At the entrance fairgoers can turn to the right and see Dayday’s offering up chicken wrapped in bacon, barbecue sandwiches, turkey legs and whole slabs of ribs. Owners Robert Edwards and his wife, Felicia Edwards, have been grilling up pork for over 15 years and they are no strangers to the Robeson Regional Agricultural Fair. This will mark their 10th year coming through from Florence, S.C.
“It doesn’t get tiring,” Edwards said Thursday as he watched over the meat and the steady stream of customers. “When tiredness starts to come over me, more people come in.”
Robert and Felicia started out with just one small grill and now they have up upgraded to a three-section grill that can cook about 60 turkey legs on each section.
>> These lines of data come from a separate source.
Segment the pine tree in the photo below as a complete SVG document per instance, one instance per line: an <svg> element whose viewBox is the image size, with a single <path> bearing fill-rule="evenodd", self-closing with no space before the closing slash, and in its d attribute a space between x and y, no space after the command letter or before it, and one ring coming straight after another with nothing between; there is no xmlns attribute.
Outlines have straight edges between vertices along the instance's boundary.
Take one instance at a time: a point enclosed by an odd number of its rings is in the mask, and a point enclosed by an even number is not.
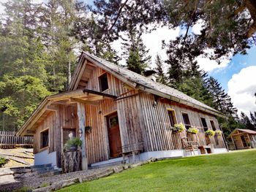
<svg viewBox="0 0 256 192"><path fill-rule="evenodd" d="M164 85L167 85L167 77L163 70L163 61L161 59L160 55L157 53L155 59L156 68L154 69L157 72L157 82Z"/></svg>
<svg viewBox="0 0 256 192"><path fill-rule="evenodd" d="M36 36L42 13L38 5L22 0L4 6L0 31L0 127L15 131L50 93L45 85L48 61Z"/></svg>
<svg viewBox="0 0 256 192"><path fill-rule="evenodd" d="M123 39L123 55L127 58L127 68L134 72L143 74L146 69L149 66L151 56L148 55L149 50L146 50L141 39L142 33L132 27L127 34L127 39ZM128 53L128 55L127 55Z"/></svg>
<svg viewBox="0 0 256 192"><path fill-rule="evenodd" d="M245 125L246 128L256 131L256 127L254 126L250 119L244 112L241 112L240 121Z"/></svg>
<svg viewBox="0 0 256 192"><path fill-rule="evenodd" d="M236 117L237 110L233 107L231 98L222 89L220 83L214 77L207 80L207 89L214 97L214 108L225 115Z"/></svg>

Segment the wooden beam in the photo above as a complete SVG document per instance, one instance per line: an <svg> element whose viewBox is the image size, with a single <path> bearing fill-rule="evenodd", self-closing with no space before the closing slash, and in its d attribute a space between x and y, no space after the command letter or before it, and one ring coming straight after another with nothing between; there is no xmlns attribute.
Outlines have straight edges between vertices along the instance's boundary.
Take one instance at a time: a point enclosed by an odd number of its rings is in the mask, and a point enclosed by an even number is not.
<svg viewBox="0 0 256 192"><path fill-rule="evenodd" d="M27 134L36 134L36 131L32 131L32 130L26 130L26 133L27 133Z"/></svg>
<svg viewBox="0 0 256 192"><path fill-rule="evenodd" d="M49 106L46 107L46 110L47 111L58 111L59 107L56 106L49 105Z"/></svg>
<svg viewBox="0 0 256 192"><path fill-rule="evenodd" d="M88 160L86 155L86 107L83 104L78 103L78 117L80 139L82 141L82 169L88 169Z"/></svg>
<svg viewBox="0 0 256 192"><path fill-rule="evenodd" d="M78 99L78 98L70 98L70 101L71 102L81 103L81 104L85 104L99 105L99 104L97 102L90 101L87 101L87 100L82 100L82 99Z"/></svg>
The family bought 60 cases of meat for the fair and the couple already have been forced to place a new meat order.
“Hopefully we have enough,” Felicia said.
Their best sellers are the turkey legs that sell for $9 per leg and the ribs that cost $30 for a full slab, Felicia said. The ribs are coated in the Edwards’ famous barbecue sauce, which can be bought by the bottle.
When they’re not consigning the couple are selling their products, Dayday’s pork skins and cracklings.
“We fry them up every week right in our back yard,” Felicia said.
They start preparing their meats the day before, she said. They get all the meat thawed out and ready for the seasoning and then they heat them up right before the dinner guests arrive.
“I give thanks to our customers and all their years of support,” Robert said.
Fairgoers who still have room for dessert can walk farther down to J&L Concessions, where funnel cakes, Oreo cookies, and Snickers and Milky Way bars are deep-fried. Wyatt Grant, of Florida, said he and his girlfriend, Caitie Bently, travel up and down the East Coast in his uncle’s food stand all summer and sell the popular fair sweets.
J&L Concessions has been to 20 of the 71 Robeson County fairs and has built a following among the fairgoers.
Grant said food tastes are different every place they go.
“In New York, they love the elephant ears, but here it’s all about the funnel cakes,” he said. “They just want funnel cake with powdered sugar and they’re good.”
They sell about 600 funnel cakes on a typical weekday. On Saturday, they sold about 1,200.
“It was a good day for us,” Bently said.
It’s because they are well-known, she said. Customers are loyal to the stand and usually come through whenever they can. Some customers come as many as three times a day.
“I don’t remember the names but I remember the faces,” Grant said.
“And what they’re going to order,” Bently said.
Grant said he grew up in the business. J&L Concessions began in 1984 with Grant’s grandparents, Jim and Lona Grant. The couple started out with only a stick tent and some tarp. Grant’s uncle, Bryan Coker, later took over and now they have multiple stands that travel around the United States.
Lona came up with the recipe for the funnel cakes and Jim made the dough recipe used to dip the sweets. The funnel cakes are made with a pancake-like batter and funneled into the fryer. The fried cookie dough is made by just freezing the cookies or candy bars and dipping them in the batter and deep frying them.
“If you don’t freeze them, they’ll just melt in the oil,” Grant said.
“We haven’t changed anything. We’ve been doing it the same way for 30 years,” Grant said.
Gates open at 4:30 p.m. today and the local entertainment will take the stage starting at 6 p.m. Foxy 99 will have their “Big Night Out” on the main stage starting at 7 p.m.
Fair weather is again in the forecast. Saturday is the last day of the fair.